Um follow-on é quando uma empresa que já está listada emite novas ações para captar dinheiro. O tamanho dessa oferta sinaliza algumas coisas ao mercado: a empresa precisa de caixa (ou quer antecipar alguma necessidade), e essa dilução das ações existentes incomoda quem já é acionista. Além disso, o timing importa — oferecer US$ 10 bilhões num momento em que o mercado não está exatamente eufórico com a China deixa o investidor em pânico.

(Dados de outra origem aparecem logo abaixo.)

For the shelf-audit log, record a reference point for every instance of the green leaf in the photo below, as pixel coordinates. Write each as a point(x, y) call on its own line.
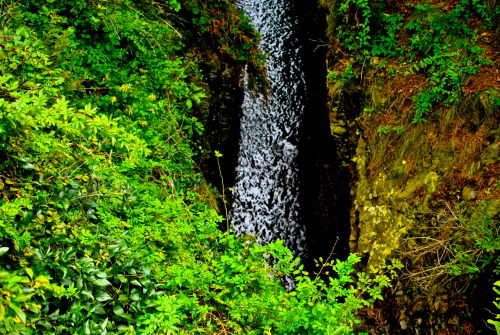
point(99, 282)
point(102, 296)
point(118, 310)
point(3, 250)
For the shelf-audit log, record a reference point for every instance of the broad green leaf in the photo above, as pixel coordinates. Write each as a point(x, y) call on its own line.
point(99, 281)
point(102, 296)
point(3, 250)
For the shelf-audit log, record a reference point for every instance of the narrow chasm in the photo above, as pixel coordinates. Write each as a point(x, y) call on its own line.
point(324, 179)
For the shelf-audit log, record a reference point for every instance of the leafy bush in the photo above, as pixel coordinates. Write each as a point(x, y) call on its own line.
point(103, 227)
point(437, 42)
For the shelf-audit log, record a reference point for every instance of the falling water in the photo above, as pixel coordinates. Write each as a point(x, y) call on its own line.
point(266, 189)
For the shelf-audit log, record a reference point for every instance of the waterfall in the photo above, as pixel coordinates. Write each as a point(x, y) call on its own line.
point(267, 183)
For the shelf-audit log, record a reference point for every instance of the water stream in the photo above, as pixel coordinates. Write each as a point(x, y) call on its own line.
point(266, 190)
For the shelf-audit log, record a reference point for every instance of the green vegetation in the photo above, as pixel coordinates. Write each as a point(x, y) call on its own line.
point(439, 42)
point(106, 225)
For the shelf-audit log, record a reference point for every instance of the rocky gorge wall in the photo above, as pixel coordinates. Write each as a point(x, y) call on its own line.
point(425, 166)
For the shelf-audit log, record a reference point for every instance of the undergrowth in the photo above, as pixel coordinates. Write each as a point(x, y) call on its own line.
point(103, 227)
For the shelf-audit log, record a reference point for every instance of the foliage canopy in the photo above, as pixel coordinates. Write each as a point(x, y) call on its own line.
point(105, 227)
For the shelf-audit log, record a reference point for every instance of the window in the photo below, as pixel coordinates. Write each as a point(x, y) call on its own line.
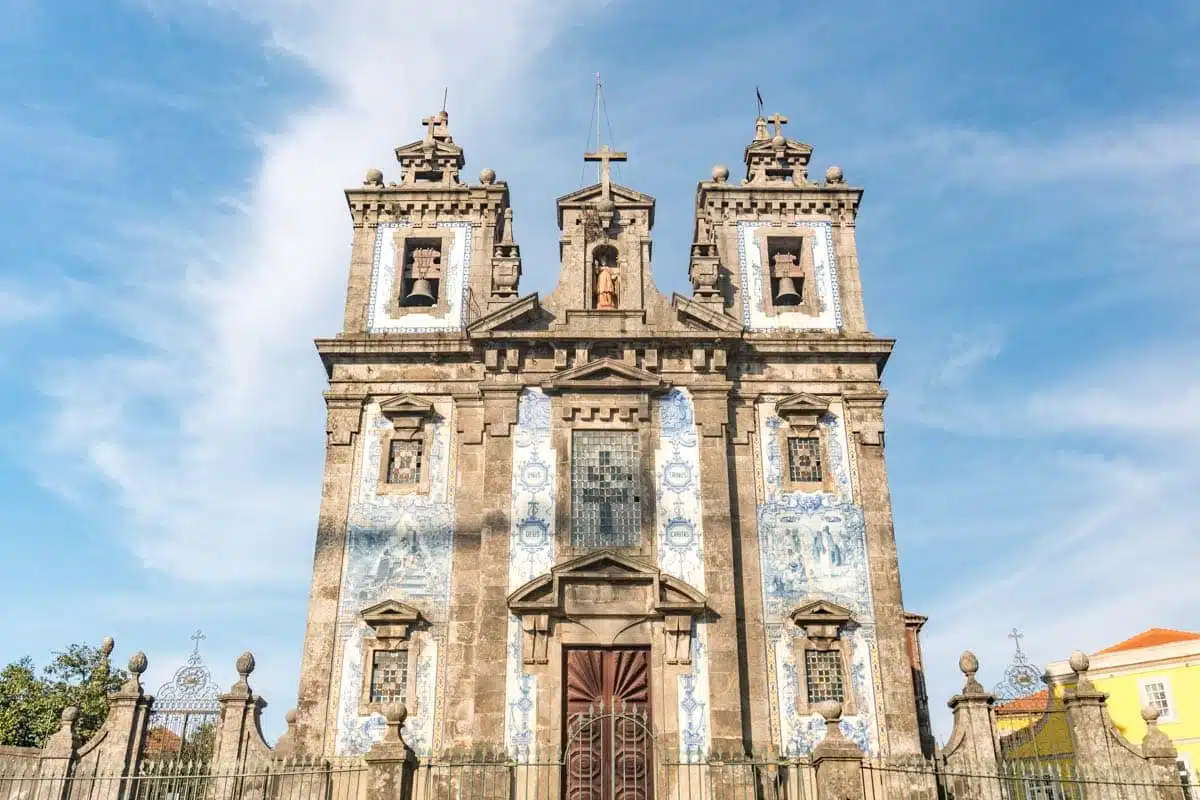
point(1157, 696)
point(804, 459)
point(405, 461)
point(606, 499)
point(389, 677)
point(822, 672)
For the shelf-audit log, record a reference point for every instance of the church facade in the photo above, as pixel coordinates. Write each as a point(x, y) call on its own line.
point(606, 498)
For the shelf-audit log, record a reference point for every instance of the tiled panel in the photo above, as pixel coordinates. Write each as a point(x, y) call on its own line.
point(814, 546)
point(399, 547)
point(754, 314)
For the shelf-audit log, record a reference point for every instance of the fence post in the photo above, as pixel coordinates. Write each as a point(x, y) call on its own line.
point(1159, 752)
point(837, 761)
point(391, 763)
point(971, 753)
point(59, 753)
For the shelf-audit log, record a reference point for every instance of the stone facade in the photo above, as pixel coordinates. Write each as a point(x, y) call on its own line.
point(513, 479)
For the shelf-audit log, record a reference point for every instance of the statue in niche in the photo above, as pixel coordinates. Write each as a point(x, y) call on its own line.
point(604, 263)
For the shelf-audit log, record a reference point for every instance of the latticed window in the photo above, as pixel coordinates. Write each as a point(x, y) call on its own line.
point(804, 459)
point(822, 671)
point(606, 503)
point(405, 461)
point(1158, 698)
point(389, 677)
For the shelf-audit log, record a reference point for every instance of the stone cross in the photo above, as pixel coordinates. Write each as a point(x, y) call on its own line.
point(605, 156)
point(779, 121)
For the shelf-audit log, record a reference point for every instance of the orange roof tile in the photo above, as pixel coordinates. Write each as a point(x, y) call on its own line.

O contexto: a Alibaba enfrenta pressões regulatórias na China, desaceleração de crescimento e apetite reduzido de investidores internacionais por tech chinês. Captar uma quantia tão grande sugere ou que a empresa quer blindar o caixa (preparando-se para turbulência à frente) ou que as portas de financiamento estão apertadas — nenhuma é uma mensagem animadora.
O analista Michael Burry, conhecido por prever crises, também disparou críticas ao movimento — o que amplificou o sentimento de desconfiança no mercado.